The COVID-19 pandemic caused a serious adverse impact on the public health and the global economy in many countries, and the causative SARS-CoV-2 is still evolving rapidly. In the past two decades, we have experienced three coronavirus infections in different regions around the globe,^[19] including SARS-CoV, MERS-CoV and SARS-CoV-2. The COVID-19 pandemic is a timely reminder that broad-spectrum antiviral agents against different CoVs are urgently needed. Nirmatrelvir is the first FDA-approved oral COVID-19 drug. However, its suboptimal pharmacokinetic (PK) properties necessitate the co-administration of ritonavir.^[8b] Although ritonavir prolongs the in vivo half-life of nirmatrelvir, its inhibition of cytochrome P450 3A4 leads to drug-drug interactions, which limits its use in people with underlying diseases.^[20] Furthermore, drug resistance against nirmatrelvir is a pressing concern, and recent studies have found that resistant mutations can emerge either from natural variants or under the drug selection pressure.^{[10b, 10c]} Therefore, additional M^pro inhibitors with improved PK properties and higher resistance barriers are in dire need. In this work, we designed and synthesized a series of constrained peptidomimetics-α, γ-AApeptides, which could serve as a new molecular scaffold for the next generation of M^pro inhibitors with broad-spectrum activity. A number of compounds exhibited excellent activity in the FRET-based M^pro enzymatic assay. The most potent compounds M-1-3 and M-1-6 inhibited SARS-CoV-2 M^pro with IC₅₀ values of 0.08 μM. We also assessed broad-spectrum activity against M^pro of different coronavirus such as HCoVS like SARS-CoV, MERS-CoV, HCoV-OC43, HCoV-NL63, HCoV-229E and HUK1. The results suggested that α, γ-AApeptides are promising candidates as broad-spectrum antiviral candidates.

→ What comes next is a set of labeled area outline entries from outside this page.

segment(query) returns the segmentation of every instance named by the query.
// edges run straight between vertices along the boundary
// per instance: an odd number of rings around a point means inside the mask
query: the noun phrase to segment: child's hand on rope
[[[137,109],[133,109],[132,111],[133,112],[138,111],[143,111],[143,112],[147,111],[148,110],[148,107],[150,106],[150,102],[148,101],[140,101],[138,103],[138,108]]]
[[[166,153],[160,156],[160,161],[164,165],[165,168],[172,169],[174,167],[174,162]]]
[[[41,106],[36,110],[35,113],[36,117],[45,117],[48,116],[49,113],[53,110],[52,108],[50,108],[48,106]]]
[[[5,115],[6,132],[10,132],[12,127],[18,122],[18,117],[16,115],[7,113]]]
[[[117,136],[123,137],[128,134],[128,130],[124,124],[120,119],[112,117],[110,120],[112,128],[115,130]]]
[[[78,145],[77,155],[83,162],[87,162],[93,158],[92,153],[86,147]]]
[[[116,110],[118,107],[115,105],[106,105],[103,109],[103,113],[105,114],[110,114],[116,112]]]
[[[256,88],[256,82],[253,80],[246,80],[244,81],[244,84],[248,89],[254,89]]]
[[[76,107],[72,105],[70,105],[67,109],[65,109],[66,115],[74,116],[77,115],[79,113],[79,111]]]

Subsequently, we evaluated the activity of the all the inhibitors in the cell-based Flip-GFP M^pro assay. Compound M-1-4 had an EC₅₀ value of 18 μM in the Flip-GFP M^pro assay and it was selected for antiviral assay. M-1-4 inhibited SARS-CoV-2 replication in both Vero E6 and Caco2-hACE2 cells with EC₅₀ values of 18.94 and 24.57 μM, respectively. Further modification to improve the cellular antiviral activity is ongoing.

Conclusion

In conclusion, we have reported the design and synthesis of a new class of peptidomimetics - constrained α, γ-AApeptides, which served as the scaffold to design aldehydes and ketoamides to bind M^pro of the SARS-CoV-2. Certain compounds exhibited potent and broad-spectrum inhibitory activity against infection by SARS-CoV-2 and other HCoVs, as well as bat SARS-CoVs. X-ray crystal structures of SARS-CoV-2 M^pro in complex with these inhibitors revealed that they adopted a similar inhibitory mode as previously reported M^pro inhibitors. Our findings demonstrated that the constrained α, γ-AApeptide scaffold may be adopted to develop new antiviral agents for SARS-CoV-2 and other viruses.

Experimental Section

Materials

All chemicals and solvents were purchased and directly used without any purification from Fisher Scientific, Sigma-Aldrich, or Oakwood. Cbz-protected amino acids were purchased from AK Scientific. On silica gel with a mesh size ranging from 230 to 430, flash column chromatography was carried out. F-254 (0.2mm thickness) was used for analytic thin-layer chromatography (TLC). ¹H NMR, ¹³C NMR spectra were recorded on Bruker Avance NEO-600 MHz spectrometers. Chemical shifts were reported relative to CDCl₃ (δ 7.26 ppm) for ¹H and CDCl₃ (δ 77.00 ppm) for ¹³C. the mass of each compound was confirmed by high-resolution mass spectrometry detected by Agilent 6220 using electrospray ionization time-of-flight (ESI-QTOF). All the compounds were purified by the Waters Breeze 2 HPLC system. The purity of all compounds tested biologically was ≥ 95. The compounds were dissolved in H₂O/MeCN and analyzed on a Waters Alliance HPLC system with a flow rate of 1 ml/min and a 5 to 100% linear gradient of solvent B (0.1% TFA in MeCN) in solvent A (0.1% TFA in H₂O) over a duration of 50 min. The ultraviolet detector was set to 215 nm.

Cells and viruses

Vero E6 cells were obtained from ATCC and then cultured in DMEM containing 5% FBS in a 37 °C incubator in a 5% CO₂ atmosphere. Caco-2 cells (ATCC HTB-37) were maintained in Eagle’s minimum essential medium with 10% FBS and 1% penicillin-streptomycin antibiotics. Human rhabdomyosarcoma (RD, ATCC CCL-136), Vero C1008 (ATCC CRL-1586), Huh-7 (University of Pittsburgh), and HEK293T expressing ACE2 (293T-ACE2, BEI resources, NR-52511) cell lines were maintained in DMEM. The human fibroblast Cell Line, MRC-5 (ATCC CCL-17) was cultured in EMEM. The media were all treated with 10% FBS and 1% penicillin-streptomycin antibodies and kept in an incubator (humidified, 5% CO₂/95% air, 37 °C). The following reagents were obtained through BEI Resources, SARS-CoV-2, isolate USA-WA1/2020 (NR-52281), propagated once on VERO E6 cells before it was used for this study.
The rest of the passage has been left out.